9 Sembolik “heykel”in bugün hâlâ var olan demir ve balçıktan ibaret “ayaklar”ına. İnsanlığın şimdiki neslinden olan bizler “o kıralların günlerinde”, yani kısmen demir, kısmen balçık olan “ayaklar”ın günlerinde yaşamaktayız. Milletlerin Zamanları sonrasının nesli olan bizler, Krallık “taş”ının Yedinci Dünya Kudretine ve Birleşmiş Milletler teşkilâtının içinde ve dışında olan diğer bütün hükümetlere vurmasını görmek üzereyiz. Bundan dolayı evrensel egemenlik hakkındaki bu en önemli davayla ilgili nihai çatışmada, Krallık “taş”ı bu krallıkların hepsini ebediyen yok edecektir. Acaba bu durum bu çarpışmanın tam ortasında bulunan bizim neslimiz için ne anlama gelecektir? Bunu hiç düşündük mü?
10. İnsan hükümdarlığının sona ermesi, hükümet konusunda neden boşluk bırakmayacaktır?
10 Dünya çapındaki insan yapısı siyasal hükümdarlık sisteminin şiddetle yok edilmesiyle insanlık için hükümet konusunda bir boşluk bırakılmayacaktır. Nebukadnetsar’ın peygamberane rüyası yeryüzünde hiçbir hükümete tabi olmayarak istedikleri gibi hareket edebileceklerini göstermiyor. Tam tersine, bütün insanlık tarihinin en yüksek, en güçlü hükümeti bu nesilden hayatta kalanları tamamıyla kontrolu altına alacaktır.
11. Daniel parçalanıp ezilmiş “heykel”in yerine neyin geçtiğini gördü?
11 Bu nesle mensup olup, peygamber Daniel’in rüyette gördüğü olayların gerçekleşmesini izleme imtiyazına sahip olanlara bu şekilde büyük bir lütuf gösterilecektir.
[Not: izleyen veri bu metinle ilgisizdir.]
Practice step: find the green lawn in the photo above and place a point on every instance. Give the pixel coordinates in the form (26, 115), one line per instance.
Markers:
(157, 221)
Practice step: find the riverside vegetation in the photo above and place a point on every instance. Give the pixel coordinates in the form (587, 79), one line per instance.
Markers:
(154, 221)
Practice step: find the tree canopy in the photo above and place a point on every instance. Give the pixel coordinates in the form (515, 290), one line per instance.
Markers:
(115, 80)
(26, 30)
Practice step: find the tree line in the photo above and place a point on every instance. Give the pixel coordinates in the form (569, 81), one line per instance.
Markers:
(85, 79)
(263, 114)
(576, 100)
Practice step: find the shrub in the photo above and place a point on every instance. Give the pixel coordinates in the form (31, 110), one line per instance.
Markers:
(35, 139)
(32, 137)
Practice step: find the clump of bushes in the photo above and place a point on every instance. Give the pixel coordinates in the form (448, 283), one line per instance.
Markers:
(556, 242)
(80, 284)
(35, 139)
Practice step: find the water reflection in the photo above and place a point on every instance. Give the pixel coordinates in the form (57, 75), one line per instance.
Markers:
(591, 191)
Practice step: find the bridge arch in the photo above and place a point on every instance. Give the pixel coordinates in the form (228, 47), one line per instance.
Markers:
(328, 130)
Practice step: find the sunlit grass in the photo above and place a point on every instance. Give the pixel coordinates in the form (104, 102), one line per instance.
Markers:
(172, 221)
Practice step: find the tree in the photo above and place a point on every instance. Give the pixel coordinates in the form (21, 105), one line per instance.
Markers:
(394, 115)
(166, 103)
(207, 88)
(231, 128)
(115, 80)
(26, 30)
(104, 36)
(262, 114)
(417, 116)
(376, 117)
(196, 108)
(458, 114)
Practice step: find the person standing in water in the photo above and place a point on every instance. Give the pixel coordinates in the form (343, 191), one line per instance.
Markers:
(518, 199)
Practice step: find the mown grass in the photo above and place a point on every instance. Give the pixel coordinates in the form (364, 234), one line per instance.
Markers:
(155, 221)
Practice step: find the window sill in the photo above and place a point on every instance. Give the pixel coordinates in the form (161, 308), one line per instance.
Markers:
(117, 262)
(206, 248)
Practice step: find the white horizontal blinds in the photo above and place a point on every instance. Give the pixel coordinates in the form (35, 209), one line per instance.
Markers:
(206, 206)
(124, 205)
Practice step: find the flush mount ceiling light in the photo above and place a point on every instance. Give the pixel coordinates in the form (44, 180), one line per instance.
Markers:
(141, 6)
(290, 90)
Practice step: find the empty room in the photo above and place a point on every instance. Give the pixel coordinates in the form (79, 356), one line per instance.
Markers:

Daniel bu olayları şöyle tarif etmektedir: “Sen bakmakta idin, o vakte kadar ki, bir taş el sürülmeden yerinden kesildi; o taş demirden ve balçıktan olan ayaklarından heykeli vurdu, ve onları parça parça etti. O zaman demir, balçık, tunç, gümüş ve altın birlikte parçalandılar, ve yaz harmanlarının saman ufağı gibi oldular ve onları yel kaldırdı, ve onlar için yer bulunmadı; ve heykeli vurmuş olan taş büyük bir dağ oldu, ve bütün dünyayı doldurdu.”—Daniel 2:34, 35.
12. Dağın bütün yeryüzünü doldurması ne anlama gelir?
12 Bu ne demektir? Yalnızca şu: “Taş” tarafından sembolize edilen Tanrı’nın Mesihî krallığı, insan oğulları her nerede otururlarsa otursunlar, bütün yeri dolduracaktır.
13. Bu hükümet hangi yönden istikrarlı olacaktır? Neden?
13 Hükümet merkezi, göklerde olacaktır. Orada, tahta geçirilmiş, taç giydirilmiş İsa Mesih Tanrı’nın sağında oturmaktadır. Bu hükümet, insanüstü gücünü yeryüzüne doğru yöneltecektir; fakat bu sefer yok etme amacını gütmeyecek, “bütün dünya”nın itaatkâr sakinlerini nimetlendirecek ve onları kâmil bir şekilde yönetecektir. İstikrarlı bir hükümet olacak, devrimci ayaklanmalarla devrilmeyecektir. “Ebediyen harap olmıyacak”, insanlardan bir halefi de olmayacaktır. “Onun hâkimiyeti başka bir kavma bırakılmayacak.” Nimrod’un günlerindeki Babil’den beri ölen insan hükümdarlarının krallıkları gibi olmayarak “kendisi ebediyen duracak.” (Daniel 2:44, 45) Onun semavi hükümdarı, Yehova Tanrı’nın ölmezlik verdiği Mesihî Kralı İsa Mesih, hükümetinin kaybolup gitmesine izin vermeyecektir. Kendisi “ebediyen” yaşayarak Tanrı’nın iradesinin tam olarak gerçekleşmesi ve kâmil bir şekilde yönetilen bu yerdeki bütün itaatkâr insanların sonsuz olarak nimetlendirilmesi için krallığını sürdürecektir.
14. Bugünkü nesil arasından kimler mutlu olacaktır?
14 İşte, bu şekilde Tanrı’nın krallığı bir dünya hükümeti oluyor. Bunun böyle olacağını görmek için bugün bu nesilden hayatta kalacak olanlara ne mutlu. Onlar, ebede kadar onun sevgi dolu itaatkâr tebaası olabilirler!